Saudi-Arabien:Der Prinz und die Bauernopfer

Es ist schändlich, wie die Justiz des Landes den Mordfall Khashoggi ahnden will.

Von Moritz Baumstieger

Neues Unrecht begehen, um ein bereits geschehenes zu vertuschen: Der Sog des Verbrechens erfasst nach der ersten Tat offenbar sogar Königshäuser. Nachdem Saudi-Arabien zugeben musste, dass ein Killerkommando den Journalisten Jamal Khashoggi im Istanbuler Konsulat vorsätzlich getötet hatte, gibt man in Riad nun vor, den Mord aufklären und die Schuldigen zur Rechenschaft ziehen zu wollen. Auf martialische Weise: Der oberste Staatsanwalt fordert in fünf Fällen die Todesstrafe.

Für welche Beschuldigten genau, erfuhr die Öffentlichkeit bisher nicht. Kein Kommentar dazu, ob auf der Liste der ehemalige Berater des Thronfolgers zu finden ist, der den Befehl zu der Tat gegeben haben soll. Oder der bisherige stellvertretende Geheimdienstchef, der das Team nach Istanbul entsandt haben soll. Es dürfte eher unwahrscheinlich sein.
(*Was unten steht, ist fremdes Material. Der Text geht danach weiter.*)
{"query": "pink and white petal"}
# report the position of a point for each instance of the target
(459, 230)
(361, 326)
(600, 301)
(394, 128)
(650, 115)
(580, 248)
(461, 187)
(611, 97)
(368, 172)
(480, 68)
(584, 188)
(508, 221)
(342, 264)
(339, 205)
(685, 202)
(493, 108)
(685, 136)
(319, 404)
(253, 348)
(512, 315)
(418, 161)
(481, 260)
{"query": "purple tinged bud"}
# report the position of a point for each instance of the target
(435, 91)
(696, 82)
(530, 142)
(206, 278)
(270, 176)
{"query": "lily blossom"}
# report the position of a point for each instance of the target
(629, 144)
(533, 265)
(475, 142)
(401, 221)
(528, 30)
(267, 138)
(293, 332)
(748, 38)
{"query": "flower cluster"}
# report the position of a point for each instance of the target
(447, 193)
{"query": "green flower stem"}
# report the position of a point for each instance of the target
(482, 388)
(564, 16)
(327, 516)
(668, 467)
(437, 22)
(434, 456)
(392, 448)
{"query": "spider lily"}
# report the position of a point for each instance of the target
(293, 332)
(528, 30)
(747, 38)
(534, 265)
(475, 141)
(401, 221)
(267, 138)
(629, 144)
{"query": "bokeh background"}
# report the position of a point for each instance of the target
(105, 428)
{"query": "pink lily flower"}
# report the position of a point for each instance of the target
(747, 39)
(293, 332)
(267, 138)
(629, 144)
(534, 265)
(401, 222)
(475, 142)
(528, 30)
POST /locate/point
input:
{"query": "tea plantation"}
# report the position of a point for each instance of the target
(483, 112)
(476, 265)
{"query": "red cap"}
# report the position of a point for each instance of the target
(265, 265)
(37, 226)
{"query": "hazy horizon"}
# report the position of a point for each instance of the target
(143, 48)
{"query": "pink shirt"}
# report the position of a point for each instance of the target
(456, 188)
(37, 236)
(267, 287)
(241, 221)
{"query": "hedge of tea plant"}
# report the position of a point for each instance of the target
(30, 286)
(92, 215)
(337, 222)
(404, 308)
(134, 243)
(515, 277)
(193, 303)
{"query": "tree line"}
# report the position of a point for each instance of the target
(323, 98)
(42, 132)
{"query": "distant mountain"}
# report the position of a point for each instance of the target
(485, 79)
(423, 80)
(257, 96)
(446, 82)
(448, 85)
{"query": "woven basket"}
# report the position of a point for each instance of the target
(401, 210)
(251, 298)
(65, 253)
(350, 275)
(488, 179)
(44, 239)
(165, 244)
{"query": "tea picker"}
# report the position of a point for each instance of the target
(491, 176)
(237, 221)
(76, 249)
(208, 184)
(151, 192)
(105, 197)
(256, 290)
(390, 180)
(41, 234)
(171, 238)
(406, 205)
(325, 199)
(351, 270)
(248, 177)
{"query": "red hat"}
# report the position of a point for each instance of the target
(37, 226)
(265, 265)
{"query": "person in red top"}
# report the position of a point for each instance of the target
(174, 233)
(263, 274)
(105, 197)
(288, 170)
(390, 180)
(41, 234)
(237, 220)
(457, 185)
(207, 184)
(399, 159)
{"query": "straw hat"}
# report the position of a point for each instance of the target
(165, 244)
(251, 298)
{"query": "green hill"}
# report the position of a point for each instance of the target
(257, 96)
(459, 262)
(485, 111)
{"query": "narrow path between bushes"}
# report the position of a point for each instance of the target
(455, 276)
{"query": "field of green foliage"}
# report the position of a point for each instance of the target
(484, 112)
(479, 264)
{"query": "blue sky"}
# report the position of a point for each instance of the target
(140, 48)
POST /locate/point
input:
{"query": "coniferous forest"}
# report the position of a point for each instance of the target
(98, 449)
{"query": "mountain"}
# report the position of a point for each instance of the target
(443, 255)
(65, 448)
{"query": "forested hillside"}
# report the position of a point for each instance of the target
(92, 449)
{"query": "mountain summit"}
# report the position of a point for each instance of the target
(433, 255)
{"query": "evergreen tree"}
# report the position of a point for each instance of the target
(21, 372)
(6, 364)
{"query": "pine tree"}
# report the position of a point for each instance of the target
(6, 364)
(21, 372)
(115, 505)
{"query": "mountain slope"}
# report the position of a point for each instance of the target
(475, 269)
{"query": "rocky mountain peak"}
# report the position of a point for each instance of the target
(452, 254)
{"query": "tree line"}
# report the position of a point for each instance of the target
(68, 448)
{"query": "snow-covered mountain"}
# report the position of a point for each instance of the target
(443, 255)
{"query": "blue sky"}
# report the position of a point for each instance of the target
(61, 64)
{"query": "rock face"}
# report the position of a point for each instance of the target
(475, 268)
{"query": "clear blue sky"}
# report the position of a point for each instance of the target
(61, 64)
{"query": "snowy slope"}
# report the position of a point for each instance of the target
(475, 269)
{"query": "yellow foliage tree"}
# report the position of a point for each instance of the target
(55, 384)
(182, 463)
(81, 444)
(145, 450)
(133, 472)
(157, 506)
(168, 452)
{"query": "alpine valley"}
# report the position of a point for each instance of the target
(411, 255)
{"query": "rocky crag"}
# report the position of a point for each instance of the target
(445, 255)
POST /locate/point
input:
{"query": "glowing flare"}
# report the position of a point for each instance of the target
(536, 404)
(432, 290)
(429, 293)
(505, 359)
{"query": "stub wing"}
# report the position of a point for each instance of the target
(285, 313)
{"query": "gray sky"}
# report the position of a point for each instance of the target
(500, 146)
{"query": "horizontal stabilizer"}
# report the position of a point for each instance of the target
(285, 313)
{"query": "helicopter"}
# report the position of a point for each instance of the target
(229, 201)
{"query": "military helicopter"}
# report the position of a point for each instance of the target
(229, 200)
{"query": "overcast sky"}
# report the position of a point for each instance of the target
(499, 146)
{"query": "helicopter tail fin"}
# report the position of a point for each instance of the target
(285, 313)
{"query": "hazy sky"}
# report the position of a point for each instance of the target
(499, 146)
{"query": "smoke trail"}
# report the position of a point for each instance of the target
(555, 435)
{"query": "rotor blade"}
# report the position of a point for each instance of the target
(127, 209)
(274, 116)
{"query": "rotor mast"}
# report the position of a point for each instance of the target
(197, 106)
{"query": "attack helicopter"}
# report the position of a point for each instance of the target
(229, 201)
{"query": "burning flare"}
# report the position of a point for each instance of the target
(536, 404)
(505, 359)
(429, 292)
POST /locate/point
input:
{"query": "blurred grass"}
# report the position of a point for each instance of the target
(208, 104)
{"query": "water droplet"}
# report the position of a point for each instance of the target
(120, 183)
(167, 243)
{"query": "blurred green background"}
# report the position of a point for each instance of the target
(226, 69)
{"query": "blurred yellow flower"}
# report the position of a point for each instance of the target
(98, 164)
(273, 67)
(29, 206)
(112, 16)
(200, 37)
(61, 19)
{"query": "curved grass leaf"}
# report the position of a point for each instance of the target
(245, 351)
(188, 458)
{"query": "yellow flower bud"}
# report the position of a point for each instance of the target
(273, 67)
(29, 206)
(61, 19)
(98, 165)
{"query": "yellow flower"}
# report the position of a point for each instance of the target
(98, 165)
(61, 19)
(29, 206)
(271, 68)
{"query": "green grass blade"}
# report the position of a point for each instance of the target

Dass Kronprinz Mohammed bin Salman selbst für die Tat belangt werden könnte, die seine zwei engsten Vertrauten kaum ohne seine Zustimmung veranlassten, ist ausgeschlossen. Er habe nichts gewusst, behaupten die saudischen Ermittler erneut. Die fünf mit der Todesstrafe Bedrohten mögen ein fürchterliches Verbrechen begangen haben. Doch wer sie nun töten lässt, um sich selbst zu schützen, begeht ein weiteres, nicht minder verachtenswertes.